Complaints, Bites, Shelter Occupancy Fall
Springfield, MO - The Springfield-Greene Health Department reports that dog bites and vicious dog complaints have fallen since the implementation of the Pit Bull Ordinance two years ago. In 2005, the health department fielded 18 vicious dog complaints, but only eight in 2007. Bites were down from 102 in 2005 to 87 in 2007. Director of health Kevin Gipson says:
"The data speaks for itself. The ordinance is a valuable tool for our animal control staff. It is successfully making our city safer from dog bites and vicious dog attacks."
The ordinance has also resulted in fewer pit bull dogs being impounded at the city animal shelter. In 2005 there were 502 pit bull and pit bull mixes impounded, compared to only 252 in 2007. This is a drop of 50%. Assistant Director Clay Goddard says that because they are impounding fewer pit bulls, the overcrowding at the shelter has subsided.
"It is the natural tendency of pit bulls to fight, so our animal control staff is forced to segregate them in individual pens. When we have several pit bulls in the shelter simultaneously, this severely limits space for other dogs."
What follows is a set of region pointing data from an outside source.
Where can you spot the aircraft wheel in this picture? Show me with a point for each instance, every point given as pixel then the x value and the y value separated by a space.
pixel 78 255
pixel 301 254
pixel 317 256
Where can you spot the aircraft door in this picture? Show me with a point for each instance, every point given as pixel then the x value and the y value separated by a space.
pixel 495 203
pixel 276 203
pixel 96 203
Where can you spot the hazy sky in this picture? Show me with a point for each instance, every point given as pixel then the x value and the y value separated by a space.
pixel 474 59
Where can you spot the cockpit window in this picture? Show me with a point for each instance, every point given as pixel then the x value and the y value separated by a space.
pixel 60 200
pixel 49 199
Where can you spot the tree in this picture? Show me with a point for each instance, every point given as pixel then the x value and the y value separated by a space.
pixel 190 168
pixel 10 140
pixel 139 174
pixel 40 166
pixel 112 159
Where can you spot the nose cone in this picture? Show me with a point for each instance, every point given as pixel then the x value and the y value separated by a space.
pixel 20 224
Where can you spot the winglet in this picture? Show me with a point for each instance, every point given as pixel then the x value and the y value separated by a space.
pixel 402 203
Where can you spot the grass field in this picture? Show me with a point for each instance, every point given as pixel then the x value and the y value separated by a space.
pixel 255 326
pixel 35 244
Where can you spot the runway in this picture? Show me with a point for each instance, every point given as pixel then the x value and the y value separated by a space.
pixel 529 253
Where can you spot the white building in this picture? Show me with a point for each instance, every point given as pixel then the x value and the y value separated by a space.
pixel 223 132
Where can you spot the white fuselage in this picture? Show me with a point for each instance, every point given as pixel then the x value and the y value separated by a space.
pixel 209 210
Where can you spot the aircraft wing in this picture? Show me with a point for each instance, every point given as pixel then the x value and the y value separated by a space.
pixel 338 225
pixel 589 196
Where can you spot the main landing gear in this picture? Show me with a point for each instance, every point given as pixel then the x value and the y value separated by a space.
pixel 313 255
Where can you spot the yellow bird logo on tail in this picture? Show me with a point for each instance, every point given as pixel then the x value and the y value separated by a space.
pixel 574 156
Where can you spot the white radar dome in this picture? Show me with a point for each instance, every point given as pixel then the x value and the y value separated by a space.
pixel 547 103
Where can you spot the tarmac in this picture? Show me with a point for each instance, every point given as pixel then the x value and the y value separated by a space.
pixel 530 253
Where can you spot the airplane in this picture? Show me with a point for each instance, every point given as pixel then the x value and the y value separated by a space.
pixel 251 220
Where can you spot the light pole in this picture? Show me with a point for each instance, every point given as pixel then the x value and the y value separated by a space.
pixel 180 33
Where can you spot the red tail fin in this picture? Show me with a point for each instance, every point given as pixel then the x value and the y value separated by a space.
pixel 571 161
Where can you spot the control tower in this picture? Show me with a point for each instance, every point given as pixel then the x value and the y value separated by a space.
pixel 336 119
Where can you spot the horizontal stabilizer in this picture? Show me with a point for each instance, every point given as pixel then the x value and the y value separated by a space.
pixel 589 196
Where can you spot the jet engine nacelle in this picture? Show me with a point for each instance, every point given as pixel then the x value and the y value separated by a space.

The Pit Bull Ordinance was passed by Springfield City Council on April 17, 2006. It prohibited new pit bulls in the city and required existing pit bulls be sterilized, vaccinated, microchipped and registered annually with Animal Control. Owners are also required to restrain dogs in fenced areas, inside a home or on a leash with a muzzle while off the owner's property.
The first year the ordinance was enforced, 284 pit bulls were registered. From January through December of 2007, that number dropped to 91. "The direct result of this ordinance has been fewer pit bulls on our city streets," adds Gipson. "We are a safer and healthier community because of the ordinance and the dedicated Animal Control staff who enforce it every day."